Want a great wine to go with your pizza? Be sure to check out The Wine of the Week.
Take the gluten out of your pizza crust the natural way--make it out of cauliflower! You'll love how easy it is to make this crust and how easy it makes it to get your veggies.
- 1 cup cooked riced cauliflower
- 1 cup shredded mozzarella cheese
- 1 egg beaten
- 1/2 tsp dried oregano
- 1/2 tsp dried basil
- 1 tsp crushed garlic
- 1/2 tsp garlic salt
- olive oil
- 1 cup pizza sauce
- your choice of pizza toppings go heavy on the veggies!
- Take 1 large head of fresh cauliflower, remove the stems and leaves, and chop the florets into chunks.

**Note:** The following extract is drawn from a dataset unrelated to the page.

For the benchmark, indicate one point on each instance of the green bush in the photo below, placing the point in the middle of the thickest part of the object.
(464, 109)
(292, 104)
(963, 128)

- Add to food processor and pulse until it looks like grain. Be careful not to over-pulse or you will puree it. (If you don't have a food processor, you can grate the whole head with a cheese grater).

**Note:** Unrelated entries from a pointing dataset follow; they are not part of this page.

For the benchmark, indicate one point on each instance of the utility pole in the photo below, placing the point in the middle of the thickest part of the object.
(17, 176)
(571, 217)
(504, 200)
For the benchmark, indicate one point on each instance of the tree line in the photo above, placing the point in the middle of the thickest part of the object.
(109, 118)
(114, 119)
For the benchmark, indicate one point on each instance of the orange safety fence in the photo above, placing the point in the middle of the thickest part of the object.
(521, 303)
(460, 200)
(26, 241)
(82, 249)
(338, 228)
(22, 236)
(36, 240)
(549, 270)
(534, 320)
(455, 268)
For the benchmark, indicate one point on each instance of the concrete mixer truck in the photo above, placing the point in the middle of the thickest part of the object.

- Place the riced cauliflower into a microwave safe bowl and microwave for 8 minutes (some microwaves are more powerful than others, so you may need to reduce this cooking time). If you don't have a microwave just steam the cauliflower before you rice it.
- Preheat oven to 450 degrees.
- Spray a cookie sheet with non-stick cooking spray.
- In a medium bowl, stir together 1 cup cauliflower, egg and mozzarella.
- Add basil, oregano, crushed garlic and garlic salt, stir.
- Transfer to the cookie sheet, and using your hands, pat out into a 9" round.
- Brush olive oil lightly over top of mixture to help with browning.
- One large head should produce around 3 cups of riced cauliflower. If you have any leftover, you can use it to make more pizza or store in the fridge for up to a week to add to other dishes.
Whatever toppings you decide to add make sure if they need to be thoroughly cooked to do it mostly beforehand, as it will only be broiled for about 15 minutes. And of course, I will not pretend that this is the exact same dining experience as it is with dough, this is more of a knife and fork pizza, but a healthy and delicious one.